READ DATA-FILE AT END ...do some code NOT AT END ...do code that is below END-READ.

Class:

    INIT-READ.                                            
    READ C AT END                                
            GO TO EOJ.                                
    IF C-ID = '  ' AND C-S = 'P'            
       GO TO I-R                                
    END-IF.                                           
    IF CID = ' ' AND C-S = 'D'             
       IF F = 'Y'                                   
          MOVE 'N' TO F                             
          MOVE 'your text here' TO RPT-ID 
          MOVE A           TO H6                  
          MOVE B           TO H7                  
          PERFORM PA THRU H-A-X             
       END-IF                                         
          PERFORM WD-CLAIM THRU W-X            
       GO TO I-R                                
    END-IF.                                           
          PERFORM N-V THRU N-V-X.             
È stato utile?

Soluzione

At the bottom of a discussion thread, captured in the GNU Cobol FAQ, http://opencobol.add1tocobol.com/gnucobol/#performing-forever Roger While mentioned a pretty nice idiom for READ control without paragraphs.

One thing that I saw on earlier posts to the newsgroup cobol was

What is the need/justification for an empty inline perform group.

ie.
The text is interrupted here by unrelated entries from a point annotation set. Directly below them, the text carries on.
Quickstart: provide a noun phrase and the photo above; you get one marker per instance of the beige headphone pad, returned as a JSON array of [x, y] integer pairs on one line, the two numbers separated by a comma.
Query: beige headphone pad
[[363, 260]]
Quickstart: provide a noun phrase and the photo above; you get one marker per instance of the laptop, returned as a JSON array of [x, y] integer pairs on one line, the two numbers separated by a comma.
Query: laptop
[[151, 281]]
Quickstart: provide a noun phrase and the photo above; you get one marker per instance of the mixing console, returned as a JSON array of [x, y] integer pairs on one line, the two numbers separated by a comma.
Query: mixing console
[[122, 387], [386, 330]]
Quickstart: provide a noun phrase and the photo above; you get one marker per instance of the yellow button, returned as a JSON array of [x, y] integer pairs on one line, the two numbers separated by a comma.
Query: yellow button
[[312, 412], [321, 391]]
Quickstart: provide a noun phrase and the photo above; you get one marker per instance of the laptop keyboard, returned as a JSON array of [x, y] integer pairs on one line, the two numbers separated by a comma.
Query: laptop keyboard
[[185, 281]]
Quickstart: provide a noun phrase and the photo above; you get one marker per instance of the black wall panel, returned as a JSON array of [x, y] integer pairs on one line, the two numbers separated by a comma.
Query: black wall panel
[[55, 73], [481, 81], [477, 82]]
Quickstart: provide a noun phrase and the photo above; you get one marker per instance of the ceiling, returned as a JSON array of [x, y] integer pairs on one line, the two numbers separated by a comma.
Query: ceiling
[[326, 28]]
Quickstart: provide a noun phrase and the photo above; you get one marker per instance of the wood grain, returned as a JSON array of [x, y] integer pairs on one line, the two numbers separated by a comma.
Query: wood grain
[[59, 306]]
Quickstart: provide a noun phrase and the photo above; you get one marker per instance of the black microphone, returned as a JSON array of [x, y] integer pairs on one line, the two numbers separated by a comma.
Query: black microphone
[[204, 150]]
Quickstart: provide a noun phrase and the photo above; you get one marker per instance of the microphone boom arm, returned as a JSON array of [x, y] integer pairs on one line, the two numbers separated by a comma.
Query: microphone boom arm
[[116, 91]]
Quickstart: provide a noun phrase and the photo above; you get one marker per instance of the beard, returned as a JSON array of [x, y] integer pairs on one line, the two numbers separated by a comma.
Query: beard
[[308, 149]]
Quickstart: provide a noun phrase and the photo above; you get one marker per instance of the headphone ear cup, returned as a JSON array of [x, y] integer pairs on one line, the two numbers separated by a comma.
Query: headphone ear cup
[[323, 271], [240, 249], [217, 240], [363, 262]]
PERFORM ... END-PERFORM

None of the discussions then realized that there is a - EXIT PERFORM [CYCLE]

Therefore, it is a method to to define an exit condition without having paragraphs.

ie. (very simply)

PERFORM
    READ xxx
      AT END
        EXIT PERFORM
    END-READ
    MOVE something TO somewhere
END-PERFORM

.. test xxx status and somewhere

There are, of course, other variations. Basically, it means that you code without using section/paragraphs. (Recommended, if only from performance point of view)

Note that the CYCLE option offers interesting possibilities.

Roger

Altri suggerimenti

Have a look here. COBOL read/store in table. for a way of avoiding GO TO, and even the AT END/NOT AT END. No END-READ needed either.

To avoid the AT END/NOT AT END, simply use the File Status, which you should already be using anyway to check that all IO operations were successful. For an input file, READ will give a file status of 10 when end-of-file is detected.

Use an 88 on your file status. So you can say things like END-OF-PAYMENTS-TRANSACTIONS.

Then, to process your file, you use a "priming read". This is a read outside the loop.

priming read
processing-loop until END-OF-PAYMENTS-TRANSACTIONS
   do the processing
   read

EXIT PERFORM (and some other EXIT options) is not available in all COBOLs currently. Be aware that if you are part of a large team and put an EXIT PERFORM in your program you will likely find several EXIT PERFORMs in the same block of code within a couple of years. So they may have well been GO TOs all along. The new EXIT options are just a way of have a GO TO which is spelled differently. OK, a little tongue-in-cheek, but there we go.

Of course, the priming read and read above both PERFORM a single paragraph to do the actual read and check the validity of the io (file status zero or 10 is OK, else a problem).

Be careful about considering avoiding PERFORM paragraph/SECTION for "performance". Write for clarity unless performance is critical. With IBM's Enterprise COBOL, using OPT, PERFORM code can be "inlined" anyway.